Yeah. I think, the direct contracting is a really exciting, aspect of our business for us because what it's really allowed us to do is partner up in ways that Scott alluded to earlier. For example, ensuring that pharmacies have the appropriate margins that they want. In some cases, being able to share upside with pharmacies, to the extent that we both meet targets that are useful to them and to us. So what it's done is it's originally came out of the issues we had with one retailer in specific, and in the "don't waste a crisis" reality, we said: This gives us a real opportunity to partner up with other retailers in ways we haven't historically. And that's worked out for us exactly as...

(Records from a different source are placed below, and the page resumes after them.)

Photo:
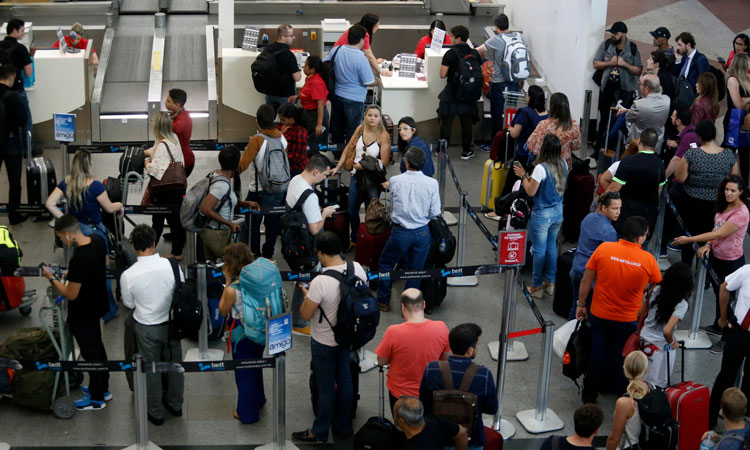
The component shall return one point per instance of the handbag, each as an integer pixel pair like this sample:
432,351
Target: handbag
173,179
634,340
737,136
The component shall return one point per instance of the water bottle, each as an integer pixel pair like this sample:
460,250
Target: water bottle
708,443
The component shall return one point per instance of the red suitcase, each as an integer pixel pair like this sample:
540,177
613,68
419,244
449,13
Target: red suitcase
689,402
369,247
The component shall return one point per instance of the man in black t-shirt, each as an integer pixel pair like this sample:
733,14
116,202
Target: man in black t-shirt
86,293
286,64
21,59
640,179
587,420
425,433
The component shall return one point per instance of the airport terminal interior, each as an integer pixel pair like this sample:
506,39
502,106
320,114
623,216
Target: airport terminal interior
147,47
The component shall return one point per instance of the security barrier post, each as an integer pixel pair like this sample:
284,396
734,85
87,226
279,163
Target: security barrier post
203,353
542,419
695,338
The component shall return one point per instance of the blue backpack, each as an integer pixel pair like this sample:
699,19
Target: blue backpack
262,297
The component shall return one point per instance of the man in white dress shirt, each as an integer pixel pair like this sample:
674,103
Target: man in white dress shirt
148,286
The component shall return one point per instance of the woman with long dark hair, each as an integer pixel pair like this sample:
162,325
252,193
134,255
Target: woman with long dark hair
724,243
312,98
546,185
561,125
667,306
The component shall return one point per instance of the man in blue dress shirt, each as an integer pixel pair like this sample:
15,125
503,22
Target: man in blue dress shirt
415,202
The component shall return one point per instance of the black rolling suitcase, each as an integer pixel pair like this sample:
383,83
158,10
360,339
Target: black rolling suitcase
377,432
40,176
563,288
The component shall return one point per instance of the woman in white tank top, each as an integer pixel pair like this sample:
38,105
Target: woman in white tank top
626,426
372,139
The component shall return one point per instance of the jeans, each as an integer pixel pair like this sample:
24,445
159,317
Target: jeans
497,103
101,231
605,362
410,245
272,221
89,339
250,393
154,345
335,389
346,115
28,128
356,198
275,101
736,350
544,227
11,154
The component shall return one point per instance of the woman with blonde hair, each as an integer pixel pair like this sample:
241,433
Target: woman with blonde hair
626,426
369,139
738,96
165,150
87,200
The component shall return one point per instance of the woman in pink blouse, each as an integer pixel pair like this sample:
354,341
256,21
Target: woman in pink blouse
561,125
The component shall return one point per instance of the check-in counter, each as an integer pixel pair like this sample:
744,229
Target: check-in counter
63,85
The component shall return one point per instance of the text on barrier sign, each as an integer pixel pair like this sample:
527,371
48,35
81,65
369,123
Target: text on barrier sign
512,248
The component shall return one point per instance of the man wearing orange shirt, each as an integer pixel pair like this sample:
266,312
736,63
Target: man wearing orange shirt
408,347
622,270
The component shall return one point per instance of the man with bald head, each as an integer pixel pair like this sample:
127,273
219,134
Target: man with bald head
425,433
649,111
408,347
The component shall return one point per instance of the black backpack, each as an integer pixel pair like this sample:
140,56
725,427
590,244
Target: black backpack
658,427
442,242
186,312
265,70
358,313
576,356
297,243
468,77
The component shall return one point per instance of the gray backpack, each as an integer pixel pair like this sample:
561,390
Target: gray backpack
272,166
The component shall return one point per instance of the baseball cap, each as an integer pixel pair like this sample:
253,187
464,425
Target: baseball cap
618,27
661,32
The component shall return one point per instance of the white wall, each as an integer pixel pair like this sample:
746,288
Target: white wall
562,37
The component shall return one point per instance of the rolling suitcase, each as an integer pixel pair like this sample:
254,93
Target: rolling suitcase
563,299
40,176
377,432
689,402
493,181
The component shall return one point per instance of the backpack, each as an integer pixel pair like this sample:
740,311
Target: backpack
262,297
191,218
358,313
516,57
576,356
440,255
297,243
272,166
468,77
456,405
265,70
658,427
186,311
10,252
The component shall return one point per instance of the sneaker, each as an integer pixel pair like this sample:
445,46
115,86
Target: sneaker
107,395
301,331
86,404
467,155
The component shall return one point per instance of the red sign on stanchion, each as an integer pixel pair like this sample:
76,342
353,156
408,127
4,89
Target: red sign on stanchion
512,248
510,114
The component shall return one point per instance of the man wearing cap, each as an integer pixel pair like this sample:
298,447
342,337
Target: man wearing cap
620,63
661,37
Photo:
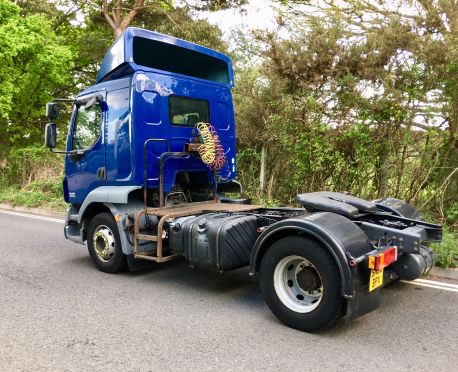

Well, maybe better than we hoped it would, is probably the right way of putting it, because it's made the relationships incredibly symbiotic. And the biggest pharmacies are ones that we've worked with, as we've talked about in the past, like CVS, Walgreens, et cetera. So we're super excited about that prospect, I think is, is probably the best way to characterize it, and we anticipate that while it's not going to be a majority of our volume anytime soon-
Right
... we see it as essential to making sure that the dialogue with the pharmacies is open, continuous, transparent, I'll use that word again-
Yeah
... and that we make sure we're in a win-win.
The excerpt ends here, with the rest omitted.